Next, we sought to improve transcript detection by adding LRs into SR-scaffolds. LRs covered 36 821 transcripts, including 20 690 transcripts that were missed by SR-scaffolds (Fig. 5a). It may be attributed to misassembly of SR-scaffolds in repetitive regions or problematic reconstruction of lowly expressed transcripts as well as no coverage in SR data. Remarkably, the transcripts missed by SR-scaffolds but covered by LRs show significantly lower abundance than those covered by SR-scaffolds (P-value < 2.2e-16, see details in Supplementary Material: Note 6). SR-scaffolds covered a total of 21 410 transcripts, with 5279 transcripts that were not found by LRs. This is likely due to the sequencing bias of TGS. Therefore, pooling LRs with SR-scaffolds by IDP-denovo recovers the transcripts missed by either SR-alone or LR-alone method, and thus improves sensitivity.

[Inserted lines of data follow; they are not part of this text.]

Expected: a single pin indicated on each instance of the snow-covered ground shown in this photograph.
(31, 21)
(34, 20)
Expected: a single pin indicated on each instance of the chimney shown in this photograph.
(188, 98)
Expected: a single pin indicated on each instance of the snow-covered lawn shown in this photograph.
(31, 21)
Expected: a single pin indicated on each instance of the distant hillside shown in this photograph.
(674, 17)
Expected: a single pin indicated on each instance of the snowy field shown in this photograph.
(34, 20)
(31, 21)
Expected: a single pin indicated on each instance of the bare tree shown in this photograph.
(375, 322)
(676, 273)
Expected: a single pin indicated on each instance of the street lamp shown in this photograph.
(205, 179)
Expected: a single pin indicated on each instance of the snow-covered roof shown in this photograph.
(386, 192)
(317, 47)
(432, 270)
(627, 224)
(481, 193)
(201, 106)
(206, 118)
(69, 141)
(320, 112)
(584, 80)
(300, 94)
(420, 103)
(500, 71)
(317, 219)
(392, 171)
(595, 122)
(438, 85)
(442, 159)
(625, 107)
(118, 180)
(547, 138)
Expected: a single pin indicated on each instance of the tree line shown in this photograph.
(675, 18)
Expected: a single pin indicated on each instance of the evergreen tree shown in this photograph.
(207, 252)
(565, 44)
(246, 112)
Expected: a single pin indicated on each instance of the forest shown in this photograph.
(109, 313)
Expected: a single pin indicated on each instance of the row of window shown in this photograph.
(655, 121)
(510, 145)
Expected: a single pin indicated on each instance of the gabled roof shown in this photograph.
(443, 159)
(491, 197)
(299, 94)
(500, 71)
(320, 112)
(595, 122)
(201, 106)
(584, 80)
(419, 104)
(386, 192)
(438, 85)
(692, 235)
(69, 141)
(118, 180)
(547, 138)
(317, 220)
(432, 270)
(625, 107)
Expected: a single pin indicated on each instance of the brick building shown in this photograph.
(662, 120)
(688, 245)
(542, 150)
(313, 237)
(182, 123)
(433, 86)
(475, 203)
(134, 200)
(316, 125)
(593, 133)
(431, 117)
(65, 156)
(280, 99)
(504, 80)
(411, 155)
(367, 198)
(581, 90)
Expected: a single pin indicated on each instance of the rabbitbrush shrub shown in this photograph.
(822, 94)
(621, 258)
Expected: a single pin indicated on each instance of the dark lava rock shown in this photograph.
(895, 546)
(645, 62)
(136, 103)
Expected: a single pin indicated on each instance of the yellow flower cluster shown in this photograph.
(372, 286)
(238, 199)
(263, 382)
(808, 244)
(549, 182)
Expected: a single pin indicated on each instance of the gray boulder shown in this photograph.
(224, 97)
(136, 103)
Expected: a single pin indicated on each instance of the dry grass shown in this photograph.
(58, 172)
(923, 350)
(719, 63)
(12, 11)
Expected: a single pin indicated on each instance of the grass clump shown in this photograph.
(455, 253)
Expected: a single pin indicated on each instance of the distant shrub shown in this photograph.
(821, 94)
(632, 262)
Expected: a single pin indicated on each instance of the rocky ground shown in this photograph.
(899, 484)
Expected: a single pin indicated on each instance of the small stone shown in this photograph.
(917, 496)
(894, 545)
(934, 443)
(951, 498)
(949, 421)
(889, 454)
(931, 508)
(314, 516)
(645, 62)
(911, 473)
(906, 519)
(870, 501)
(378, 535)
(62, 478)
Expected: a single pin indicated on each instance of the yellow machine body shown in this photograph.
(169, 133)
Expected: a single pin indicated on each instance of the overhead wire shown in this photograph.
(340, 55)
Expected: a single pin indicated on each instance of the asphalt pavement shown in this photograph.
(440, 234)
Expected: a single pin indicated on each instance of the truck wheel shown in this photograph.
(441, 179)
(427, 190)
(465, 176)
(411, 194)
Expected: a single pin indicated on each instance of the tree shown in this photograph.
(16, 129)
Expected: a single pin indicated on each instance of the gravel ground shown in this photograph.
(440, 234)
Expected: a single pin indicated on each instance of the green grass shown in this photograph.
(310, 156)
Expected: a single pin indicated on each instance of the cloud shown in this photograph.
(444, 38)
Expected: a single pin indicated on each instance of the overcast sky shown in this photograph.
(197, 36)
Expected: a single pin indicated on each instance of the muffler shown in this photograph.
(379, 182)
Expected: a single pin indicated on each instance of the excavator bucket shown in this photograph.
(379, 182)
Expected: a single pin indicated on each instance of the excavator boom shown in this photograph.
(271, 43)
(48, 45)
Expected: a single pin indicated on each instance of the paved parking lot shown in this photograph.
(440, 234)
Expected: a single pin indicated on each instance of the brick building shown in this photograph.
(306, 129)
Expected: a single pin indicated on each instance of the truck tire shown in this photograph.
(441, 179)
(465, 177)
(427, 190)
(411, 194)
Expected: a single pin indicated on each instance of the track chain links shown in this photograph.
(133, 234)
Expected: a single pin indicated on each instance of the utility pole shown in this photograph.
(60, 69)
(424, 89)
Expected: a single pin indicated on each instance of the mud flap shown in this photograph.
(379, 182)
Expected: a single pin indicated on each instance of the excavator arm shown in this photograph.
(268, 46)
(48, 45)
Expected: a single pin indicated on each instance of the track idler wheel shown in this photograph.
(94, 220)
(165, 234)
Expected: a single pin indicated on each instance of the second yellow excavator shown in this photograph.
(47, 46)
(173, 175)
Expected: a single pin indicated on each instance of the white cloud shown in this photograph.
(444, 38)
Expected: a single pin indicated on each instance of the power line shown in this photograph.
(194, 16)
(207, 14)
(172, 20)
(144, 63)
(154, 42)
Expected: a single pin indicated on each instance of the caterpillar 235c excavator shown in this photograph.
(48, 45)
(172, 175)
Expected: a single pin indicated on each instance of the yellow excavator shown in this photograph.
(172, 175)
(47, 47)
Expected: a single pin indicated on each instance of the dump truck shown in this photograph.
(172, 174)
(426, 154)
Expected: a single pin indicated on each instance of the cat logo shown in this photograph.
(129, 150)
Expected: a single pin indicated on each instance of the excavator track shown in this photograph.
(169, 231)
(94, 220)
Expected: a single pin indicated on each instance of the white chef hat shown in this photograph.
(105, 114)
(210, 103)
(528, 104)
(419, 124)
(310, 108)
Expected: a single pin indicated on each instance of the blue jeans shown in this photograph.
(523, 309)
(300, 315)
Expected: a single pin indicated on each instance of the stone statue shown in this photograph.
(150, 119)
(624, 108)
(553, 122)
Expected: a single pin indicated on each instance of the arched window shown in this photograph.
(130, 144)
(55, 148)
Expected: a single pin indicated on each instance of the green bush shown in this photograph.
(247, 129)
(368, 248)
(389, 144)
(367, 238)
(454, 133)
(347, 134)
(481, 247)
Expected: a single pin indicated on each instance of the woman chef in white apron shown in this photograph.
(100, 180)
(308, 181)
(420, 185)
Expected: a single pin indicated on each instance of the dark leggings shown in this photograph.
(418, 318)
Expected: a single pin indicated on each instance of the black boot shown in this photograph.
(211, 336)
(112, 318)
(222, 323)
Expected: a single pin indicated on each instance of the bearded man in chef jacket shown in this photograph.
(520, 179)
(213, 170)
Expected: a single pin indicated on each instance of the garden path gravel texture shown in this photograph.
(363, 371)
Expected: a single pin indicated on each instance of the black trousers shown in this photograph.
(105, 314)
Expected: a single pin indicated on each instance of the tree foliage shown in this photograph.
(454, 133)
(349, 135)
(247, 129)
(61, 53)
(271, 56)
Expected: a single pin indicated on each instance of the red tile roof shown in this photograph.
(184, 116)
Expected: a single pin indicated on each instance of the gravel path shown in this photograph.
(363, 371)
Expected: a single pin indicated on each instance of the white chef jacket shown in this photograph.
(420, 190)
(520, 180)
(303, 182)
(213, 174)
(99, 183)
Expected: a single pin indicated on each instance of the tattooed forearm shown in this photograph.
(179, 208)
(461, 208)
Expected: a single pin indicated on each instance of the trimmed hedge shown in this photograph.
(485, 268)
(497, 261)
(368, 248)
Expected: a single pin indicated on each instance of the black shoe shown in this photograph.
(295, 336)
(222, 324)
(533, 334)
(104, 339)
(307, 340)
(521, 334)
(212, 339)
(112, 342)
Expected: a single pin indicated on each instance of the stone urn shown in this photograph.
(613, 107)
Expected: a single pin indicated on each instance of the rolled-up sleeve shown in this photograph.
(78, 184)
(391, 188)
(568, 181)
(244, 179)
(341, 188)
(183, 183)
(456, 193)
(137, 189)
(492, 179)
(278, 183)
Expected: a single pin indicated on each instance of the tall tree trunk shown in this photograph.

In addition, 16 131 transcripts, including 10 453 full-length isoforms, were detected by either SR-scaffolds or LRs (Fig. 5b). While the vast majority of full-length isoforms were detected by both SR-scaffolds and LRs (6529 transcripts), 1983 transcripts were detected only by SR-scaffolds and 1941 were detected only by LRs (Fig. 5b). These data demonstrate the importance of integrating LRs and SR-scaffolds in order to maximize the number of recovered full-length transcripts.
However, a number of transcripts were not detected as full-length isoforms by either SR-scaffolds or LRs. To assemble full-length transcripts, IDP-denovo performed SR-scaffold extension using LRs (Fig. 1, step a3). This approach recovered 702 full-length isoforms. An example from the GM12878 dataset is shown in Figure 6: the extended SR-scaffold, but not either SR-scaffold or LRs alone, recovered all annotated splice sites of the isoform ENST00000371998.6 of AIB1, an oncogene that is associated with drug resistance and a significant decrease in mortality (Tikkanen et al., 2000).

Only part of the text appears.